The software for these programs will be supplied by Lab-Volt, the same vendor that supplies Forrestdale Middle School’s new technology program, which is starting this year.

The Forrestdale program is similar in design to the program planned for the high school, and Tim Finian, industrial arts supervisor for Forrestdale, is helping Azzaro with “phasing the program into the RFH curriculum,” according to a press release from the high school.

Although the class is mandatory for all sixth-, seventh- and eighth-graders at the middle school, the class will be an elective for high school students.

The foundation has spent the past 18 months working on this project, according to foundation Vice President Hollis Colquhoun.

“The foundation is only a few years old,” said Colquhoun. “It gives grants to teachers and administrators to supply equipment or programs that the regular school budget cannot accommodate.”

Colquhoun said that at this time, the foundation has raised $65,000 from donations by corporations, grants and other foundations.
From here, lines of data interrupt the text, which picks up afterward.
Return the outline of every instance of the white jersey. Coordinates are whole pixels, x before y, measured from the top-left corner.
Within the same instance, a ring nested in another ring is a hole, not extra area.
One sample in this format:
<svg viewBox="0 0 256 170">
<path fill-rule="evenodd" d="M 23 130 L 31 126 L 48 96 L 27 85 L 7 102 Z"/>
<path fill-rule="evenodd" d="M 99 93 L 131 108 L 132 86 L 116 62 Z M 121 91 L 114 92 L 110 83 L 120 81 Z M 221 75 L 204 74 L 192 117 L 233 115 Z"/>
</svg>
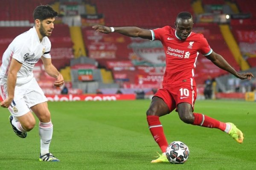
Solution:
<svg viewBox="0 0 256 170">
<path fill-rule="evenodd" d="M 22 63 L 17 74 L 16 83 L 25 83 L 33 77 L 32 70 L 41 56 L 50 58 L 51 42 L 44 37 L 40 42 L 35 27 L 16 37 L 3 53 L 0 68 L 0 78 L 7 81 L 12 58 Z"/>
</svg>

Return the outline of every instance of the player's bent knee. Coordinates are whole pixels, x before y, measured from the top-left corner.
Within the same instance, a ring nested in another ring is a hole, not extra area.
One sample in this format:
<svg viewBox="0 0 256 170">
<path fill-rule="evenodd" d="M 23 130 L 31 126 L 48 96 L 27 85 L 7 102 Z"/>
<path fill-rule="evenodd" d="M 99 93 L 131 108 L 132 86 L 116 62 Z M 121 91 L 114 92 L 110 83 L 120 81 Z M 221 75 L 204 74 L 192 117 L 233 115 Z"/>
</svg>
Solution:
<svg viewBox="0 0 256 170">
<path fill-rule="evenodd" d="M 31 130 L 35 125 L 35 121 L 32 121 L 30 122 L 26 122 L 25 124 L 22 125 L 22 127 L 25 129 L 27 132 L 29 132 Z"/>
<path fill-rule="evenodd" d="M 180 119 L 184 123 L 188 124 L 192 124 L 194 122 L 193 117 L 189 115 L 180 116 Z"/>
<path fill-rule="evenodd" d="M 51 121 L 51 114 L 49 113 L 41 115 L 38 119 L 41 122 L 47 122 Z"/>
<path fill-rule="evenodd" d="M 146 112 L 146 114 L 147 116 L 154 116 L 155 112 L 154 112 L 153 109 L 151 108 L 149 108 L 148 110 L 147 110 Z"/>
</svg>

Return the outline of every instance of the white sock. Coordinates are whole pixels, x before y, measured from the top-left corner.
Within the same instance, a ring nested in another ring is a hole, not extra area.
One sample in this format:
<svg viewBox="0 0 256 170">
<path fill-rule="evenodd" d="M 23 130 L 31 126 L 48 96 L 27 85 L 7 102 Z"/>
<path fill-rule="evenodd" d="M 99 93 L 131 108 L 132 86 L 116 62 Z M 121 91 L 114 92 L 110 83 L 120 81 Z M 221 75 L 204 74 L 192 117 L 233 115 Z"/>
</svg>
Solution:
<svg viewBox="0 0 256 170">
<path fill-rule="evenodd" d="M 21 124 L 20 124 L 20 122 L 18 121 L 17 119 L 16 120 L 16 118 L 15 118 L 14 116 L 13 116 L 13 119 L 12 121 L 12 125 L 15 126 L 15 127 L 18 130 L 21 132 L 26 132 L 26 131 L 23 128 L 22 126 L 21 126 Z"/>
<path fill-rule="evenodd" d="M 39 136 L 41 137 L 41 155 L 49 153 L 49 147 L 53 132 L 53 126 L 52 122 L 47 123 L 39 122 Z"/>
<path fill-rule="evenodd" d="M 226 123 L 226 129 L 225 129 L 225 130 L 224 130 L 224 131 L 227 133 L 230 130 L 230 129 L 231 129 L 231 126 L 229 123 Z"/>
</svg>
She hopes that a substantial amount of the total funds needed will be raised by a benefit private cocktail party this month.

Colquhoun said she thinks it is important for the students coming from the middle school to have a continuing technical education.

“It doesn’t make sense not to follow through,” she said. “The program will have multiple levels, multiple disciplines and multiple technologies, so that people with no experience can benefit from the program.”